Several dozen armed men have seized a police station in eastern Ukraine and hoisted the Russian flag above the building, as tensions in the country’s Russian-speaking regions intensify.

The city of Slovyansk is about 55 miles north of the regional centre, Donetsk, where pro-Russian protesters have occupied a government building for nearly a week.

About 20 men in balaclavas armed with automatic rifles and pistols were guarding the entrance to the police station in the city of about 120,000 people, and another 20 were believed to be inside.

They wore St George’s ribbons, which have become a symbol of pro-Russian protesters in eastern Ukraine. The ribbons were originally associated with the Soviet Union’s victory in World War II.

Eastern Ukraine, which has a large Russian-speaking population, has seen waves of protests since Kremlin-friendly president Viktor Yanukovych was ousted in late February. The protesters allege that the authorities who took over are nationalists and “fascists” who aim to suppress ethnic Russians.

The predominantly ethnic Russian region of Crimea voted in a referendum last month to split off from Ukraine and was subsequently annexed by Russia in moves the West has denounced as illegitimate.

A masked guard in Slovyansk, who gave his name only as Sergei, said they have “only one demand: a referendum and joining Russia”.

We don’t want to be slaves of America and the West,” he said. “We want to live with Russia

The man said they seized the building because they wanted to protect it from radical nationalists from western Ukraine and “the junta who seized power in Kiev”.

“We don’t want to be slaves of America and the West,” he said. “We want to live with Russia.”

The Interior Ministry said in a statement that the attackers’ goal was to seize arms from the police station. It said there were about 40 automatic rifles and 400 pistols as well as ammunition inside.

Interior minister Arsen Avakov pledged a “very tough response” to the seizure while local media reported special forces had been dispatched to the area.

Local sympathisers took tyres to the police station to start building barricades.

Gunshots rang out in the background in a video from the scene after an armed man shouted to a cameraman to stop recording. No casualties were immediately reported.

The Kiev authorities and the US have accused Moscow of fomenting the unrest in the east and seeking to use it as a pretext for sending in troops.
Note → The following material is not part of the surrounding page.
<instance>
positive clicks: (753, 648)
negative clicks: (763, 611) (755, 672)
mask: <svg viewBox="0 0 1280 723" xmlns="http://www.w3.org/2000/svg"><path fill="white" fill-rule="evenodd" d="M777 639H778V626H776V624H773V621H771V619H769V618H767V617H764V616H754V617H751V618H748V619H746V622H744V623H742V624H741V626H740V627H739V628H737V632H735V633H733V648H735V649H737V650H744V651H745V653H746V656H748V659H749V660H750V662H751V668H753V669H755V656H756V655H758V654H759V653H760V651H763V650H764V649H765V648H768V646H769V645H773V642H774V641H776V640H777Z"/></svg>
Russia has massed forces in areas near the Ukrainian border.

Mayor Nelya Shtepa said she had held talks with the protesters and added they were local residents, not Russians.

“They told me, ‘We don’t have anything against you’,” she said, adding that the men said they “want to be heard, want a dialogue with authorities in Kiev”.

Protesters, who have held the administration building in Donetsk since last Sunday, initially called for a referendum on secession but later reduced the demand to a vote on autonomy within Ukraine with the possibility of holding another later on whether to join Russia.

Russia’s Foreign Ministry yesterday warned the Ukrainian government against using force against protesters, saying that such action would derail the talks on settling the crisis between the United States, the European Union, Russia and Ukraine set for next week, as well as any other diplomatic efforts.

It lashed out at the US warning to slap more sanctions on Russia in case of an escalation of the conflict, saying that “an escalation is only and exclusively possible if Kiev dares to do so, relying on massive support of the US and the EU”.